El viento del norte (I)

Hola de nuevo. He estado un tiempo sin aportar mucho al space, pero entre cursos, oposiciones internas, trabajo y familia poco tiempo me quedaba. Creo que podré afilar los lápices, ordenarlos en el estuche de cuero, colocar un taco de folios en la mesa del estudio y dedicarme un rato cada día a escribir otra vez. Ya sabéis, intercalando relatos con crítica a la sociedad de consumo, pataletas y demás.
En este caso es un relato por entregas, ya que a veces, una idea que debía ser breve se extiende y cobra vida propia.
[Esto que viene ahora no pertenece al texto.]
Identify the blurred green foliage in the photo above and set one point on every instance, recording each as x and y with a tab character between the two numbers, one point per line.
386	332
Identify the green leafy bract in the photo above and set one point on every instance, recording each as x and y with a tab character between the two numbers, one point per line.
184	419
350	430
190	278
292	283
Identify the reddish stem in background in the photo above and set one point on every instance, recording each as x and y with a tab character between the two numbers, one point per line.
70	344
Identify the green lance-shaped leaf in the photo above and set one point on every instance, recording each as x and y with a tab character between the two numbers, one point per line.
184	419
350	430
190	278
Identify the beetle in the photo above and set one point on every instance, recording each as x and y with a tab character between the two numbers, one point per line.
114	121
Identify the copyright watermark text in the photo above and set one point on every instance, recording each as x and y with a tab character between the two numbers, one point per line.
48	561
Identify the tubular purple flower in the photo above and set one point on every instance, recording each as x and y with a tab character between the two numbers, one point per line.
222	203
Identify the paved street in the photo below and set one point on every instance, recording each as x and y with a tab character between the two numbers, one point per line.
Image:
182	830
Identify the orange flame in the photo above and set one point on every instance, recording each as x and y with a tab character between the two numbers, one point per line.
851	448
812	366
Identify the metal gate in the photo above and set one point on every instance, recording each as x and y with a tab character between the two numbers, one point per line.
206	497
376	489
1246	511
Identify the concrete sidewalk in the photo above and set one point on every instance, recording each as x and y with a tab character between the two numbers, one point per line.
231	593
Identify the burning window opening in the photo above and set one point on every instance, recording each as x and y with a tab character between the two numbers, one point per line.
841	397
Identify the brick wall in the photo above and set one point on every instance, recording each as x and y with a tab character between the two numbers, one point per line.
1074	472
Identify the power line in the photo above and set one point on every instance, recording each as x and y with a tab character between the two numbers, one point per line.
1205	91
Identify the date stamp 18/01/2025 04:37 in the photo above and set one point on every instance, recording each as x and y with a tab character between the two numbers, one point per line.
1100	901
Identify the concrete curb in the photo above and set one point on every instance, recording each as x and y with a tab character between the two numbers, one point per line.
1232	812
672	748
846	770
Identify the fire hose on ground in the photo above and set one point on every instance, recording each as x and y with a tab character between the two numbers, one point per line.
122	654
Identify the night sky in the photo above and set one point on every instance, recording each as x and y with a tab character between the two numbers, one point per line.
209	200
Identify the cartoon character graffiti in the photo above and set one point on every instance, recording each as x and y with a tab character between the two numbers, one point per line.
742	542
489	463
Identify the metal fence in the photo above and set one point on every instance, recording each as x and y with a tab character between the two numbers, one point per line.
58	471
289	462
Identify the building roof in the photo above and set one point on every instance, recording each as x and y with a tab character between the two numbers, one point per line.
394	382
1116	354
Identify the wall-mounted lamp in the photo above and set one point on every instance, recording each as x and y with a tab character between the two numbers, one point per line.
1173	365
Espero que guste a alguien.
I
Tenía la misma expresión de hacía quince años, con esa mezcla de sorpresa y desenfado abriendo los ojos hasta desaparecer los párpados, sonriendo desmesuradamente. Aunque a diferencia de hacía quince años, en los ojos se distinguían unas pronunciadas arrugas que comenzaban en el mismo punto de cada ojo y se dispersaban de forma radial hasta la sien, como si su mirada se hubiese alimentado de la sustancia de alrededor suyo dejando la piel vacía. La cara también había cambiado ensanchándose y pronunciando una papada que se distinguía aún riéndose. Se acercó con la mano abierta encajándola con la de Joel.
- Perdone, ¿es usted Joel, aquel niño que conocí el milenio pasado en mi barrio jugando a las canicas?
- Maldito cabrón, no has cambiado.
Se abrazaron con sincero entusiasmo, juntando el traje Armani con el uniforme de dependiente de Leroy Merlin. Era una sorpresa para Mario encontrarse a Joel en un café de Barcelona desayunando después de tantos años sin tener contacto.
- Cuanto tiempo. Vaya vaya, así que en Barcelona ¿Qué te trae por aquí? ¿tus padres bien?
- Murieron hace ya unos años.- Contestó Joel con gesto de masticar cristales.
- Vaya, lo siento. ¿Cómo fue?
- ¿No te lo contó tu madre? Un escape de gas en el bloque. Hubo muchos muertos.
- No sabes cómo lo siento. Hace ya algún tiempo que no me hablo con ella. ¿Te vas a quedar mucho tiempo en Barcelona?
- Depende del trabajo. Mínimo tres días.
- Pues entonces deberíamos quedar esta noche, ahora debo ir a trabajar, entro a las ocho y media.
- Vale, a las nueve de la noche estoy libre. ¿Quedamos?
- Pues eso. ¿Dónde te alojas?
- En el Reina Sofía.
- Vaya, te cuidas bien. Entonces eso, a las nueve en el Hall. Mira, suena como el Chiquito. Haaall.- Observó mientras se alejaba que Joel hacía una mueca forzada de sonrisa y levantaba la mano a modo de despedida.- A las nueve, ¿eh?
Mario salió dos minutos después del bar pensando en la época que se reunían los amigos alrededor de una xibeca en el parque de la fuente y en escenas puntuales que dejaban ver el carácter emprendedor de Joel desde la infancia. Su mano derecha arrugaba inconscientemente una servilleta cada vez con más violencia.

2 comentarios:

Enheduanna dijo...

Yo cuento como "alguien!?? Es que a mi me ha gustado jejeje.
Espero la segunda parte. Yo también prefiero las cosas concentradas por partes a una muy extensa. Y es que parece que no, pero leer cosas largas en la pantalla del ordenador, agota.
Ánimo.

J.J. dijo...

Por supuesto, quien quien qquiera que lo lea.